In a recent study, red cabbage microgreens were shown to help lower LDL or "bad" cholesterol in laboratory mice. American Chemical Society
WASHINGTON, Dec. 14 (UPI) -- A new study may show promise in using microgreens to lower LDL or "bad" cholesterol.
The report, which was published in the American Chemical Society's Journal of Agricultural and Food Chemistry, studied laboratory mice on a high-fat diet and the effects of red cabbage microgreens in lowering LDL cholesterol.
Microgreens are tender, immature plants and herbs that are fast growing and ready to be harvested only a week or two after being planted.
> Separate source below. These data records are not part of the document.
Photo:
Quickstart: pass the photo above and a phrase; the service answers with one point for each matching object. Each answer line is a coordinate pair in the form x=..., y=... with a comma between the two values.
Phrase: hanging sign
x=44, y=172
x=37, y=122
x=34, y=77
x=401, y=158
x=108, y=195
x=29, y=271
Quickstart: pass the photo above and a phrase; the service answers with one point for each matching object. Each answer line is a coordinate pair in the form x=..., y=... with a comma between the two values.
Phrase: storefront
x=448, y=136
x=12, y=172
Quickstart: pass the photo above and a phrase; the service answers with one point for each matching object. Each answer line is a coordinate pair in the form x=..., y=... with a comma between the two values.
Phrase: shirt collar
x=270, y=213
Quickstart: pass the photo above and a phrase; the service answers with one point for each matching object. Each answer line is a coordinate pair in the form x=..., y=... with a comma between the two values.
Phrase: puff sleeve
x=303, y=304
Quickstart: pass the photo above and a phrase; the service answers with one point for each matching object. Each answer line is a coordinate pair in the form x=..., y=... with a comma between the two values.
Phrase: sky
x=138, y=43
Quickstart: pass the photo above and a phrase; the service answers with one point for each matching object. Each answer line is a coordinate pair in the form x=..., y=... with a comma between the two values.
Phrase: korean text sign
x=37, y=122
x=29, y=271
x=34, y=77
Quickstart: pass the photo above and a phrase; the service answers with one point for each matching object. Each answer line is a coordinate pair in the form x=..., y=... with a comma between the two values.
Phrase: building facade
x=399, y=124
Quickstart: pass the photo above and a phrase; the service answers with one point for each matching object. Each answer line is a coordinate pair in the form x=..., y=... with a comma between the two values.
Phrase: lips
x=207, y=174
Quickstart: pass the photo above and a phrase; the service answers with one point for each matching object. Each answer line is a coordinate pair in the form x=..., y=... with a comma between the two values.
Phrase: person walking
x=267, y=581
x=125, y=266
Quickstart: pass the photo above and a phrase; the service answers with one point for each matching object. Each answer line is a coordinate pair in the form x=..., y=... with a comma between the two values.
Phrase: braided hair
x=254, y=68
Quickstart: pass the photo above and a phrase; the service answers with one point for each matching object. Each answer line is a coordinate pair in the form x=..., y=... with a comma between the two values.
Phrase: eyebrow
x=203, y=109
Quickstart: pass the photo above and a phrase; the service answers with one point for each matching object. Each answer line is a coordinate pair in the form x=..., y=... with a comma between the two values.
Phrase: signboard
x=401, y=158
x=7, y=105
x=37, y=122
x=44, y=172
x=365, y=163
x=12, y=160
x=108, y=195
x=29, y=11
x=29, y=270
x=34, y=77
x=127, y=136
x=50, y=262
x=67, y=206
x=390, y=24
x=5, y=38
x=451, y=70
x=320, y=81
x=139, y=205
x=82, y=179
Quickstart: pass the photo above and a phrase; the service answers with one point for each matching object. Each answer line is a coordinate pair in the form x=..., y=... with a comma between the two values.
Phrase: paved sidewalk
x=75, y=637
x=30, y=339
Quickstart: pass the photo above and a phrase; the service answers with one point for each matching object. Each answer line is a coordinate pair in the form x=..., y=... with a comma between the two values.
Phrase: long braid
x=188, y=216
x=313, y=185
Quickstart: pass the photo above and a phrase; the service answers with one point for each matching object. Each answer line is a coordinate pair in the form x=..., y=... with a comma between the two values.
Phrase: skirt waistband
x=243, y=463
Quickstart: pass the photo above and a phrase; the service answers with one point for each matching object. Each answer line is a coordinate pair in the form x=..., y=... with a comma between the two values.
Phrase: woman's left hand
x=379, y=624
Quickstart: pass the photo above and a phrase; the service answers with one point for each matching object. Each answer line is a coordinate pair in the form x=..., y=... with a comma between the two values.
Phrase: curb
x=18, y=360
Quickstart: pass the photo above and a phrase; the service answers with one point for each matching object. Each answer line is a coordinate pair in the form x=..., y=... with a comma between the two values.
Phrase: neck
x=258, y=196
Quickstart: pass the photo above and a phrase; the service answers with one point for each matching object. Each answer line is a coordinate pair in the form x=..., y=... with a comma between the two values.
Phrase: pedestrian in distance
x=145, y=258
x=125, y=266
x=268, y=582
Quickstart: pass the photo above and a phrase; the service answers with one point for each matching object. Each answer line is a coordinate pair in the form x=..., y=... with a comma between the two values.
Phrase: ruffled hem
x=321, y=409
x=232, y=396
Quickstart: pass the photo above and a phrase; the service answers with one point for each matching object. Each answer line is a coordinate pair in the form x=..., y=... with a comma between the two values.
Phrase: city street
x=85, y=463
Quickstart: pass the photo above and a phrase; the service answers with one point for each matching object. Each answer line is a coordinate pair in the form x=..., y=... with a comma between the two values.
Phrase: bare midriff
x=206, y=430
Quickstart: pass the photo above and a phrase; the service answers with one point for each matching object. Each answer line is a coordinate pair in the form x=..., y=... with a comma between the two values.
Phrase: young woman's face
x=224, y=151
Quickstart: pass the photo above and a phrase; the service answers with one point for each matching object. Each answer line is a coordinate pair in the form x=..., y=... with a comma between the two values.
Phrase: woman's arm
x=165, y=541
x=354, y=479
Research has shown that microgreens offer more health benefits than their full-grown counterparts.
U.S. Department of Agriculture researcher Thomas T.Y. Wang and colleagues wanted to see if red cabbage microgreens could have a similar or greater effect than full-grown red cabbage at helping to reduce high cholesterol.
The team used 60 obese mice that have a tendency to develop high cholesterol and other risk factors for cardiovascular disease.
They divided the mice into different groups based on diet, with some receiving food low in fat or high in fat and with or without receiving red cabbage microgreens or mature red cabbage.
Results showed that both the microgreens and mature cabbage diets reduced weight gain and levels of liver cholesterol in the mice on high-fat diets. However, the microgreens contained more potentially cholesterol-lowering polyphenols and glucosinolates than their mature red cabbage counterparts.
The microgreens also lowered LDL cholesterol and liver triglyceride levels in the mice.